The authenticity of web scraping has been the subject of much debate. The question is, "is web scraping legal"? Web scraping is not a criminal offense. However, some ground rules must be followed because web scraping becomes illegal when non-publicly available data is extracted.
Web scraping refers to various methods for scraping web data from the Internet. In most cases, this is accomplished using software that simulates human web surfing to collect specific bits of information from various websites. Web scrapers may be looking to collect specific data to sell to other users or to use for promotional purposes on a website. Web scraping can also be known as web data extraction, screen scraping, or web harvesting.
LinkedIn and hiQ Lab over web scraping
On September 9th, 2019, the US Circuit Court of Appeals upheld hiQ's injunction against the Microsoft-owned social-media company, LinkedIn, ruling that scraping publicly available data from LinkedIn is legal. Despite media powerhouse insisting that web scraping violates user privacy, the ruling was issued. However, it is ruled that web scraping free websites doesn't violate the CFAA (Computer Fraud and Abuse Act).
LinkedIn intervened to prevent hiQ from harvesting user profiles from its sites. The San Francisco-based startup is an analytic firm that web scrapes personal information, particularly on LinkedIn profiles, for analysis. The analytic startup uses the data to analyze workforce information such as skill shortage and predict when workers are likely to leave their jobs.
The court of appeals decision was historic because it addressed data privacy and web scraping legal compliance regulations. At the same time, it appeared to imply that web crawlers could quickly obtain any data on public websites that were not copyrighted. However, the decision explicitly denied hiQ or any other web crawler the right to use the exact data for unlimited commercial purposes.
The decision legalized scraping web data and prohibited competitors from automatically removing information from your site if the site is public. In terms of legal compliance, the ruling stated unequivocally that the entry of a bot or web scraping software is no different from a browser's entry.

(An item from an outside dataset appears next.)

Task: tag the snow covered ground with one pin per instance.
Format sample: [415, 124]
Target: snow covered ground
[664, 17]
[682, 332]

Copyrighted data is not covered in web scraping. For example, a web scraper bot could search YouTube for video titles, but you can't repost the same video on your site because the videos are copyrighted. The decision appears to protect data copyright, including media files, regardless of how the data is obtained.
The Ninth Circuit upheld its original decision, ruling that scraping data from publicly accessible websites is not an abuse of the Computer Fraud and Abuse Act (CRFAA).
Businesses can hire research analysts to scrape the web for product data and provide economic calculus to determine affordable prices for consumers. They can also scrape web posts, which is especially useful for publicly-funded and academic research on important issues like disinformation.
The court's decision is viewed as a significant victory for archivists, academics, researchers, and journalists who use tools to mass-collect or scrape publicly accessible information on the Internet. However, there have been numerous instances of web scraping that have raised privacy and security concerns. Clear view AI, a facial recognition firm, asserts to have scraped a large number of social media display photos, prompting numerous tech titans to file litigations against the company.
Though some organizations don't agree with the court decision concerning web scraping being legal, the best way to approach this is to limit the amount of information posted by users on a public website.
Conclusion
The extraction and use of publicly available data by external users (journalists, statisticians, and researchers) for study purposes should not be stamped out as it offers many benefits for different people in different fields. Publicly available data can provide businesses with the means to get better at pleasing the same users who provide these data.